The Wai Manawa/Little Shoal Bay biodiversity focus area on Tāmaki Makaurau / Auckland's North Shore includes:

  • Le Roys Bush Reserve
  • Little Shoal Bay Reserve
  • part of Dudding Park sports field
Wai Manawa/Little Shoal Bay.
Looking north over Wai Manawa/Little Shoal Bay on the North Shore with its reserve consisting mostly of kauri, podocarp, broadleaved forest.
Photo credit: Andrew Macdonald, Biospatial Ltd 2019

Ecosystems description

Within this biodiversity focus area, native forest covers a steep-sided valley. A stream flows through the valley over a 10m high waterfall that broadens out into a large, terraced, raupō wetland (WL19). Two other streams enter from either side of the valley at the base, with another raupō wetland next to the stream on the eastern side.

The streams merge into one before flowing through patches of saltmarsh (SA1) into Waimanawa/Little Shoal Bay. This provides an important ecological sequence from forest and stream to freshwater wetland, then to saline wetland and the marine environment.

The forest surrounding the stream and upper wetland is mostly young, regenerating kauri, podocarp, broadleaved forest (WF11). Kauri, tanekaha and kānuka are common in the canopy on the hillslopes. Broadleaved trees such as taraire, pūriri and tawa are common at the base of the slopes. 

Closer to the beach, there is a patch of pōhutukawa, pūriri, broadleaved forest (WF4) on the steep slopes between the wetlands.

The biodiversity focus area contains the largest raupō wetland on the North Shore. Although raupō is the most common wetland species, other species include pūkio, purua grass and giant umbrella sedge.

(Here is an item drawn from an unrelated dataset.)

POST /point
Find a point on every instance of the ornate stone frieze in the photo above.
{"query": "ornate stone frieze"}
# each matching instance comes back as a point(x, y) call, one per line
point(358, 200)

Wai Manawa/Little Shoal Bay.
The full extent of Wai Manawa/Little Shoal Bay BFA.
Photo credit: Andrew Macdonald, Biospatial Ltd 2019

Native fauna

The native forest provides important habitat for native forest birds such as:

  • kererū
  • kotare (kingfisher)
  • pīwakawaka (fantail)
  • riroriro (grey warbler)
  • tauhou (silvereye)
  • tūī.

The wetlands provide habitat to freshwater fish species such as īnanga and banded kōkopu and wetland birds such as pūweto (spotless crake).

Restoration actions

The local community is very involved in animal pest and weed control to protect the biodiversity values of this area. Auckland Council also manages weeds and pests in the local reserve network.